Avec ses façades anguleuses et ses hautes mosaïques exaltant la condition ouvrière, Eisenhüttenstadt (Brandebourg) a des airs de musée du communisme grandeur nature. Les Volkswagen ont certes remplacé les Trabant, qui pétaradaient jadis dans ses larges avenues rectilignes, mais la ville-modèle socialiste, fondée en 1950 sous le nom de Stalinstadt par les autorités de la République démocratique allemande (RDA), n’a guère changé d’apparence depuis la chute du rideau de fer.

Il n’empêche : un silence déroutant, une insaisissable mélancolie emplissent son centre-ville impeccablement rénové et entièrement classé au registre des monuments historiques. De rares passants, souvent âgés, arpentent ses vastes esplanades. Eisenhüttenstadt est une ville exsangue. Victime des bouleversements économiques engendrés par la réunification allemande, la cité ouvrière, située à la frontière polonaise, à 120 kilomètres de Berlin, s’est vidée de la moitié de ses résidents en une génération. De ses 51 000 habitants de 1989, il en reste à peine 25 000 aujourd’hui.

Les immeubles staliniens de Lindenallee (avenue des Tilleuils) dans le centre ville Eisenhüttenstadt, ex-Stalinstadt, classé au registre des momunents historiques. AMELIE LOSIER POUR « LE MONDE »

« Eisenhüttenstadt est encore une ville industrielle », insiste Frank Balzer, le maire social-démocrate de la commune. Après son élection, en 2018, l’ancien syndicaliste a mis fin à une longue carrière bien à l’image de sa ville : M. Balzer a été embauché, en 1982, à EKO-Stahl, l’immense usine sidérurgique qui s’étire sur plusieurs kilomètres aux abords de la ville, le long du canal Oder-Spree. Il y a travaillé pendant trente-six ans. Désormais propriété d’ArcelorMittal, l’aciérie n’emploie plus que 2 500 personnes, contre près de 15 000 à son apogée, avant la réunification de 1990.

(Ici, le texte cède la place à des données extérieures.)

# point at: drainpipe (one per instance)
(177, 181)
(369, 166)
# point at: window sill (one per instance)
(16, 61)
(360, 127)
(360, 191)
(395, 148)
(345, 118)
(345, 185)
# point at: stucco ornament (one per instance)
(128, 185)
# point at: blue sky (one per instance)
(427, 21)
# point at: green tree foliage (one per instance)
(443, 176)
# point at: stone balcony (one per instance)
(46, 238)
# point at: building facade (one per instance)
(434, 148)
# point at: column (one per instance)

Balayées par la concurrence des groupes d’Allemagne de l’Ouest

Tous ceux qui sont partis n’ont pas été licenciés : de nombreux services, comme la garderie ou l’entretien, ont été externalisés au moment de la privatisation. Mais d’autres entreprises d’Etat présentes dans la cité-modèle, comme le combinat de la viande ou la société de bâtiment WGK, ont mis la clé sous la porte, balayées par la concurrence des groupes d’Allemagne de l’Ouest. Des milliers d’emplois ont disparu. D’ailleurs, EKO-Stahl a bien failli subir le même sort, en 1993. « Jusqu’à notre reprise par [le sidérurgiste belge] Cockerill-Sambre, nous avons dû batailler pour sauver notre usine », se souvient l’édile. Soutenus par la population, les métallos sont allés jusqu’à bloquer l’autoroute pour mettre la pression sur les autorités.